Heidlebaugh v. Miller

In Heidlebaugh v. Miller (1954) 126 Cal. App. 2d 35, the contract in question contained the phrase, "seller may, if he so desires, but shall not be obliged so to do, sell said property at public or private sale, with or with notice to Purchaser . . . ." Heidlebaugh v. Miller, supra, 126 Cal. App. 2d at page 36. The court upheld nonsuit on the ground no notice of the sale was required. The Heidlebaugh court concluded as a matter of law that the parties intended that the contract state "with or without notice," and that the word, "out," had been inadvertently omitted from the contract.
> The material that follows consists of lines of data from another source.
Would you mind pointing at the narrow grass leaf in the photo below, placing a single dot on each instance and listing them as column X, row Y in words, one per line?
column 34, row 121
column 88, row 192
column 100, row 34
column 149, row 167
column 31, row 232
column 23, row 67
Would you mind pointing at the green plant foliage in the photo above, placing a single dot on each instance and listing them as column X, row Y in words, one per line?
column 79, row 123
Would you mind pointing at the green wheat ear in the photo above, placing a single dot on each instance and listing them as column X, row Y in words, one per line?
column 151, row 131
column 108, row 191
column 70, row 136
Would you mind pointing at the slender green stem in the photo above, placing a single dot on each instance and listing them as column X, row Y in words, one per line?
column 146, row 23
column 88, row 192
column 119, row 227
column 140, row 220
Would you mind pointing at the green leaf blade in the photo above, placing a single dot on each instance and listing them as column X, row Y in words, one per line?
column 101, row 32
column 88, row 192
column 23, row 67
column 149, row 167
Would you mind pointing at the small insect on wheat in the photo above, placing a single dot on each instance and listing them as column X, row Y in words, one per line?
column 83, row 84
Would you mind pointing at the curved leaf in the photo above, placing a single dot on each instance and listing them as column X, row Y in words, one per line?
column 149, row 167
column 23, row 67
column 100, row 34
Heidlebaugh v. Miller, supra, 126 Cal. App. 2d at page 40. The Heidlebaugh court stated that, "'Where, by inadvertence, words are plainly omitted from a contract, they may be supplied by construction if the context indicates what they are.'" Such alteration of the contract is permitted because, "'The court will if possible give effect to all parts of the instrument and an interpretation which gives a reasonable meaning to all its provisions will be preferred to one which leaves a portion of the writing useless or inexplicable; and if this is impossible an interpretation which gives effect to the main apparent purpose of the contract will be favored. Indeed, in giving effect to the general meaning of a writing, particular words are sometimes wholly disregarded, or supplied, or transposed. . . .'" Heidlebaugh v. Miller, supra, 126 Cal. App. 2d at page 38.